Stochastic diagrams for critical point spectra

Abstract

A new technique for calculating the time-evolution, correlations and steady state spectra for nonlinear stochastic differential equations is presented. To illustrate the method, we consider examples involving cubic nonlinearities in an N-dimensional phase-space. These serve as a useful paradigm for describing critical point phase transitions in numerous equilibrium and non-equilibrium systems, ranging from chemistry, physics and biology, to engineering, sociology and economics. The technique consists in developing the stochastic variable as a power series in time, and using this to compute the short time expansion for the correlation functions. This is then extrapolated to large times, and Fourier transformed to obtain the spectrum. Stochastic diagrams are developed to facilitate computation of the coefficients of the relevant power series expansion. Two different types of long-time extrapolation technique, involving either simple exponentials or logarithmic rational approximations, are evaluated for third-order diagrams.

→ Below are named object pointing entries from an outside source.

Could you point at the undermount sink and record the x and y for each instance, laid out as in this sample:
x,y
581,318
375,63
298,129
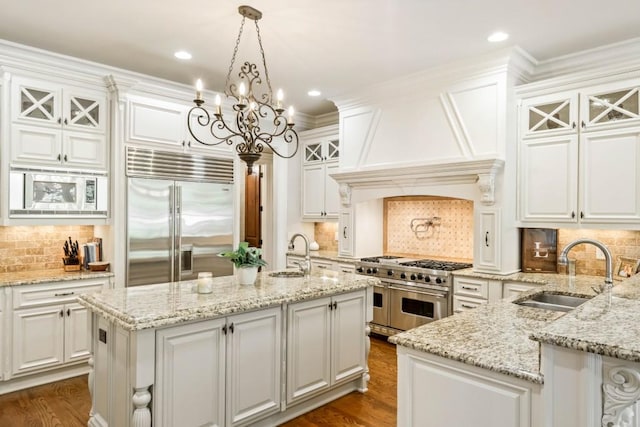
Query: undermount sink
x,y
288,274
551,301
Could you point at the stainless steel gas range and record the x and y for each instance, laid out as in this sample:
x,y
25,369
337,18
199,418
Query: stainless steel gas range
x,y
412,292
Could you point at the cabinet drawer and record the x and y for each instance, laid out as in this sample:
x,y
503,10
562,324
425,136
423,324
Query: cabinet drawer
x,y
471,287
54,293
461,304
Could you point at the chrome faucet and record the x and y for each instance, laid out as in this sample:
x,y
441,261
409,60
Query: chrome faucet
x,y
305,266
608,280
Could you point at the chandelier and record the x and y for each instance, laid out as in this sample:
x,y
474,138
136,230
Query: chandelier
x,y
257,121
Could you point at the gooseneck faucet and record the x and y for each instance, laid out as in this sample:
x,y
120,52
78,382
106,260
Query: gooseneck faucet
x,y
306,266
608,280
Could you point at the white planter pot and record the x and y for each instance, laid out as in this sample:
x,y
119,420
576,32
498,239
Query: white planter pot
x,y
247,275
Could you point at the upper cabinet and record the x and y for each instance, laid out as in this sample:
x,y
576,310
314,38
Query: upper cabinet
x,y
320,158
576,148
58,125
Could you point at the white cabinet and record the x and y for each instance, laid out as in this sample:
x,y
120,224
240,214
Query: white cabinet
x,y
434,391
469,293
326,344
219,372
58,126
321,151
49,327
575,148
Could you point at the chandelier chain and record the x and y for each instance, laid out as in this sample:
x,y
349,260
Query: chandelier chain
x,y
264,62
235,52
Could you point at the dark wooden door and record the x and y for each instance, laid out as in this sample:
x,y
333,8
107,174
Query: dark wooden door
x,y
253,208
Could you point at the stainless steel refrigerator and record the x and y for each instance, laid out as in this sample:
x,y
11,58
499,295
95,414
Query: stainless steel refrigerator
x,y
179,216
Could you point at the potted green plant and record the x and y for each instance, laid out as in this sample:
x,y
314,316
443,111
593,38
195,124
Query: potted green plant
x,y
247,260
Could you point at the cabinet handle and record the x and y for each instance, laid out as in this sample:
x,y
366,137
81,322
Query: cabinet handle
x,y
64,294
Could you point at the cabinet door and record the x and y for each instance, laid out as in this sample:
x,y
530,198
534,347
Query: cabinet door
x,y
84,149
36,145
313,187
190,375
36,102
549,179
308,348
610,176
253,360
549,114
76,334
332,192
348,336
37,338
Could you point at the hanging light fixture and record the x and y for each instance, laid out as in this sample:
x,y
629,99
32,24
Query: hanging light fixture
x,y
258,119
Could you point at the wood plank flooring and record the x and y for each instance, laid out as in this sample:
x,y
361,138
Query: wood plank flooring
x,y
67,403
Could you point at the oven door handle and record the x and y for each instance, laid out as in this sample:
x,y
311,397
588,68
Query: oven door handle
x,y
421,292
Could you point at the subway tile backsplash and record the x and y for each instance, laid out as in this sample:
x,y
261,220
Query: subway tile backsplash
x,y
449,237
37,247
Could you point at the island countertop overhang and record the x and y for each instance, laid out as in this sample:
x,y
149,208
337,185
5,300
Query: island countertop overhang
x,y
159,305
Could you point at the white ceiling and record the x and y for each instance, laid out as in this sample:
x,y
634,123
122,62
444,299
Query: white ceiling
x,y
330,45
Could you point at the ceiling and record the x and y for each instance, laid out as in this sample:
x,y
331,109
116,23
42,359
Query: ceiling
x,y
331,45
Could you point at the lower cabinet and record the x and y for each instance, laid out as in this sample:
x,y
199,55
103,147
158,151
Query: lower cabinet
x,y
434,392
219,372
325,344
49,327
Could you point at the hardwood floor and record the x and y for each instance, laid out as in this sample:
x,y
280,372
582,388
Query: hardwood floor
x,y
67,403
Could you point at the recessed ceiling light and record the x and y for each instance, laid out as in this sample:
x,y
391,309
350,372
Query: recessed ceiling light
x,y
182,54
498,36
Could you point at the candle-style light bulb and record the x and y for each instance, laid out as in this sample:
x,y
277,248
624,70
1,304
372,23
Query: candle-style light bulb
x,y
290,119
199,90
279,98
218,102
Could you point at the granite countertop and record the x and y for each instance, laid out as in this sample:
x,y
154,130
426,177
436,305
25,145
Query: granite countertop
x,y
496,336
327,255
32,277
151,306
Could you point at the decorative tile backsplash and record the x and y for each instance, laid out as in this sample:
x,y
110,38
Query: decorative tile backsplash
x,y
620,242
38,247
410,227
325,235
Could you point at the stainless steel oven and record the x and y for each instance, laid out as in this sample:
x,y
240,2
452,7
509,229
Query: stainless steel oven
x,y
412,307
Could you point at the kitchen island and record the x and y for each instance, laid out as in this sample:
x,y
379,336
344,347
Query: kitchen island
x,y
164,355
510,365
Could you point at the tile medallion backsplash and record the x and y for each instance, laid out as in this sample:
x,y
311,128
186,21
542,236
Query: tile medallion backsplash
x,y
429,226
37,247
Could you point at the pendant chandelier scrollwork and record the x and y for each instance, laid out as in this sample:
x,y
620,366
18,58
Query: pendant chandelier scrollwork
x,y
258,120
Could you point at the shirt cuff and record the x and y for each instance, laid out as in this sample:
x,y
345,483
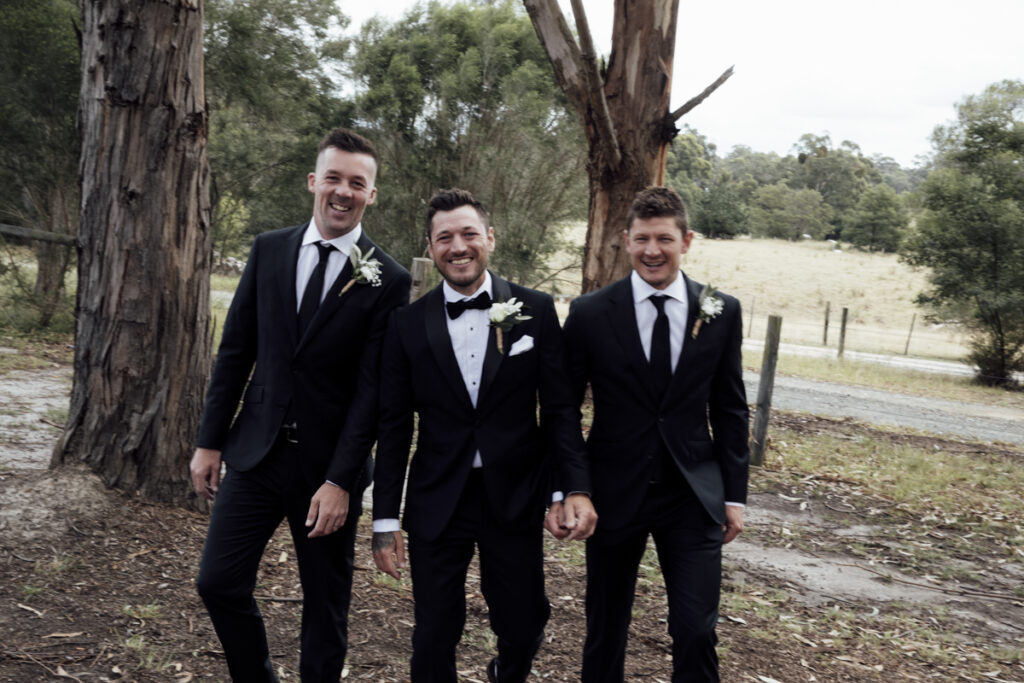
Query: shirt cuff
x,y
385,525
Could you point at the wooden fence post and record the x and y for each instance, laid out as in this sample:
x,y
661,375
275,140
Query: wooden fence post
x,y
842,332
765,387
421,267
824,337
906,349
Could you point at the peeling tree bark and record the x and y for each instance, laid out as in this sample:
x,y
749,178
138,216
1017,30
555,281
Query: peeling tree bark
x,y
141,347
626,116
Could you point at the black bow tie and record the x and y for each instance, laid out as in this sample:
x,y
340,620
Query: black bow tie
x,y
456,308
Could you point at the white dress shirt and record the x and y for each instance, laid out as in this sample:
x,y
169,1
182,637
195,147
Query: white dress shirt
x,y
309,257
469,334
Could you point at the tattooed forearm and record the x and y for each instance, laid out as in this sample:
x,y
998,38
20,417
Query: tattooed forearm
x,y
383,541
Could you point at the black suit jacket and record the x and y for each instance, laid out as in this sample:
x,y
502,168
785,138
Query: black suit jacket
x,y
330,374
702,418
419,373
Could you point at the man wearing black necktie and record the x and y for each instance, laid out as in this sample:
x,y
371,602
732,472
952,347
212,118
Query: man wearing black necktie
x,y
478,478
302,343
668,449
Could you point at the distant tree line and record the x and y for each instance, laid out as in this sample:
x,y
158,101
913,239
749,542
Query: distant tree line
x,y
818,191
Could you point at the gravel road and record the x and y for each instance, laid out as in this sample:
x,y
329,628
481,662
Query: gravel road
x,y
938,416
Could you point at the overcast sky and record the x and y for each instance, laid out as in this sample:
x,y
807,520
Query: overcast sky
x,y
879,73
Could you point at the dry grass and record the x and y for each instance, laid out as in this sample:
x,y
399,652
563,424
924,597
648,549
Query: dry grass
x,y
797,281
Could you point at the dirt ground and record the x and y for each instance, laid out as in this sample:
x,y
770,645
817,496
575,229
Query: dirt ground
x,y
96,586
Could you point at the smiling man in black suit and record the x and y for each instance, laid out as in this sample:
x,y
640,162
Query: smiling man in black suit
x,y
668,450
302,341
473,366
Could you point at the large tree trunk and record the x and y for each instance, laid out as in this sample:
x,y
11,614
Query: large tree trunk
x,y
624,112
141,347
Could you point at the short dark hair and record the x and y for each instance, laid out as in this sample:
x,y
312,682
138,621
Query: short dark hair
x,y
655,203
347,140
450,200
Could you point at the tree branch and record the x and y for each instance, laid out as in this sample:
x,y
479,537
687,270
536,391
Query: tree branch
x,y
558,42
702,96
595,87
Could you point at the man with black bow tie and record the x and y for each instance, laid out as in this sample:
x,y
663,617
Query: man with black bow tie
x,y
302,341
473,364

The analytical results thus obtained are compared with numerical simulations, together with exact results available in special cases. The agreement is found to be excellent up to and including the neighborhood of the critical point. Exponential extrapolation works especially well even above the critical point at large N values, where the dynamics is one of phase-diffusion in the presence of a spontaneously broken symmetry. This method also enables the calculation of the steady state spectra of polynomial functions of the stochastic variables. In these cases, the final correlations can be non-bistable even above threshold. Here logarithmic rational extrapolation has the greater accuracy of the two extrapolation methods. Stochastic diagrams are also applicable to more general problems involving spatial variation, in addition to temporal variation.